Desde 1986 hasta finales del año 2006, se habian producido en España 100.000 muertos victimas del tráfico. En el mismo periodo de tiempo, la organización terrorista ETA había asesinado a ochocientas personas. Las horas que los medios de comunicación han dedicado a difusión de sus crímenes y a todo aquello que rodea a la banda asesina se pueden contabilizar por millares, además de las sumas de dinero invertidas en su persecución y en la protección de miles de personas amenazadas.

Entre tanto, la muerte de 100.000 ciudadanos en nuestras vías continúa produciéndose a pesar de todos los intentos y fórmulas inventadas por nuestra clase política. Para atajar esta enorme sangría de vidas humanas, resulta evidente que no han bastado los miles de millones invertidos en campañas inútiles, ni el seguir barajando estadísticas y estableciendo comparaciones que no convencen a nadie.

La mayor cuantía de las multas, la retirada de carnés o los sistemas represivos, con ligeras variantes según quien ostenta el poder en cada legislatura, no son suficientes ni han sido nunca un medio eficaz, y en España, la siniestralidad del tráfico sigue siendo una tacha negra para uno de los siete países más avanzados y ricos del mundo, en opinión de algunos.

A lo largo de la lectura de este artículo, y a pesar de su brevedad, quiero dejar apuntadas las soluciones que, en mi opinión, después de haber dedicado una buena parte de mi vida a observar el fenómeno del tráfico, su evolución, y la carga dramática que los accidentes suponen para el conjunto de la sociedad española, son las únicas que nos permitirían mirar al futuro con esperanza.

Estoy plenamente convencido de que sólo los poderes públicos tienen la capacidad de decisión suficiente para afrontar el problema. Para lograr ese propósito, hacen falta dos cosas absolutamente insustituibles, voluntad política por encima de cualquier ideología, y dinero, mucho dinero.

El automóvil con su desproporcionada carga fiscal, y la recaudación por sanciones que generan los ayuntamientos y la DGT, dedicados a prevenir los accidentes, serían más que suficientes para acometer las inversiones necesarias.

La conservación de las vías, su nueva construcción; una señalización racional y asimilable para los conductores; su formación obligatoria como ciudadanos civilizados desde la infancia, en el entorno familiar, y en las escuelas, también requieren tiempo y grandes inversiones a corto y medio plazo.
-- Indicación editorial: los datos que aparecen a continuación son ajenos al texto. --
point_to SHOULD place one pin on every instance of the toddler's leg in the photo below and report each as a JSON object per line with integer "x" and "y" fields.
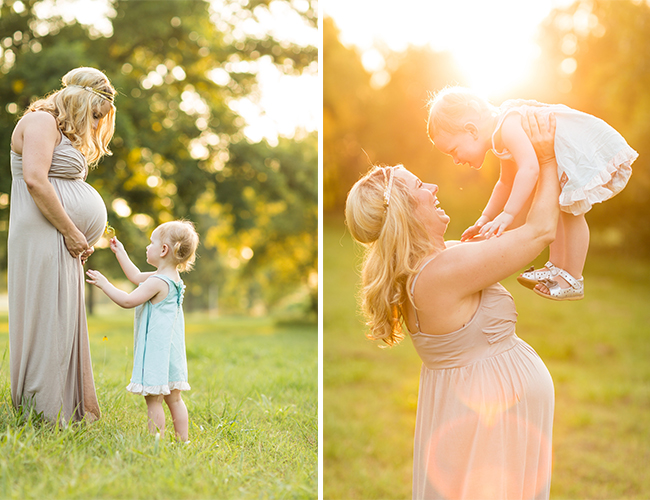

La instrucción, la formación, y la información de miles de conductores que han pasado de un viejo modelo, o de no saber conducir, a sentarse al volante de un vehículo moderno y potente, no son suficientes después de una pocas horas de autoescuela.

Resulta por tanto imprescindible que, al igual que hacen en los países más avanzados y con menos accidentes, los medios públicos de difusión que financiamos todos los españoles, sean obligados por ley a dedicar importantes espacios a la conducción y a la seguridad vial.

Cada víctima del tráfico produce, además de la ruptura de una cadena afectiva insustituible y un vacío en su entorno laboral y social, un coste material y económico de incalculable valor.

Sólo si se aborda el problema en su conjunto y sin concesiones a la demagogia fácil, podremos algún día no muy lejano, sino reducir totalmente la siniestralidad del tráfico en España, al menos, limitarla a cifras que siempre, inevitablemente, seguirán produciendo la casuística y el azar.